De súbito, Langdon percebeu o que Edmond estava a descrever.
O Sétimo Reino.
(...)
Era um reino formado por espécies não vivas.
Estas espécies desprovidas de vida evoluíam praticamente da mesma forma que as vivas - tornando-se gradualmente mais complexas, adaptando-se e propagando-se para novos ambientes, algumas sobrevivendo, outras extinguindo-se. Um exemplo perfeito de modificação adaptativa darwiniana, estas novas criaturas tinham-se desenvolvido a uma velocidade estonteante e formavam agora um reino totalmente novo, o Sétimo Reino, que ocupava o seu lugar ao lado do Animalia e dos restantes.
Recebera já o nome de Technium."
in op. cit., Bertrand Editora, 2017, pp. 489-490
É neste mundo de inteligência artificial que me vejo absorvido.
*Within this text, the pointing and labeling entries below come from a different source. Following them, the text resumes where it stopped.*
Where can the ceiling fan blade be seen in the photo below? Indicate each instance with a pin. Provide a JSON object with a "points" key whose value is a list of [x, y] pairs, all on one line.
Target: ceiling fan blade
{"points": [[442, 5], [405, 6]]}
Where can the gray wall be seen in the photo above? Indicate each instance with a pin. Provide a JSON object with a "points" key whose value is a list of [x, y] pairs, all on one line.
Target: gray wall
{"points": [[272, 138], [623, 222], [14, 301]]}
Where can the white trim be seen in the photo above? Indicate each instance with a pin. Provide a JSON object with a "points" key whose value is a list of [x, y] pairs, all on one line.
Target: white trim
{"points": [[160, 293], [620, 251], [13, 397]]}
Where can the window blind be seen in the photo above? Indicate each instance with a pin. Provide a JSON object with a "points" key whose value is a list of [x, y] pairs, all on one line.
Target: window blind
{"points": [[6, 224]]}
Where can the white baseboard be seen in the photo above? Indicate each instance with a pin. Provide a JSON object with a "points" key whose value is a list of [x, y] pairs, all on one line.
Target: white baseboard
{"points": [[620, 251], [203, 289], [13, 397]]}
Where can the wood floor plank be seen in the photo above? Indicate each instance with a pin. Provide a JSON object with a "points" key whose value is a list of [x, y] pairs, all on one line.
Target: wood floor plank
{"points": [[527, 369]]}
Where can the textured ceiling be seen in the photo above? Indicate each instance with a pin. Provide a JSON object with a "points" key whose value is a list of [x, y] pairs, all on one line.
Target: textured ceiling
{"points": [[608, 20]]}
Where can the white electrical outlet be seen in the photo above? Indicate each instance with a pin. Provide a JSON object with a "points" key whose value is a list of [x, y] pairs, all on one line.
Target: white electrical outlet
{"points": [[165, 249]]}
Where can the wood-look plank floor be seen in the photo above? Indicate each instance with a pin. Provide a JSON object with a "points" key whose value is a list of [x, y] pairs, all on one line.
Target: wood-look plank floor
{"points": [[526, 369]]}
Entre mim e os outros só as máquinas (computadores, telemóveis,...) parecem fazer ponte. Eu que estaria mais para um dos seis reinos vejo-me no sétimo, numa dependência que não me agrada; como se o mundo não existisse lá fora. Vejo-o pelo que o universo tecnológico me dá a ver.
Não pode ser.
Não quero que as janelas e varandas da casa deem lugar às janelas de um programa, de um aparelho confinado a duas placas retangulares e a um teclado. O mundo redondo que está lá fora não se enquadra com as linhas geométricas do Sétimo Reino. Este não me dá o ar nem o céu, nem o molhado da água do mar. Nem me dá as pessoas, no que delas possa cheirar e tocar.
Tudo por causa de um vírus que ameaçadoramente suga a vida a milhares e que teima em deixar-nos cada vez em maior recolhimento, isolamento, quase clausura.
Não sei qual é a vida que nos espera. Ficar sentados à espera do que esta nos possa trazer é algo que ainda se vai procurando contrariar. Quanto mais não seja, alimenta-se a esperança de que outros e melhores dias virão - o espírito humano tem de ultrapassar os limites da crise.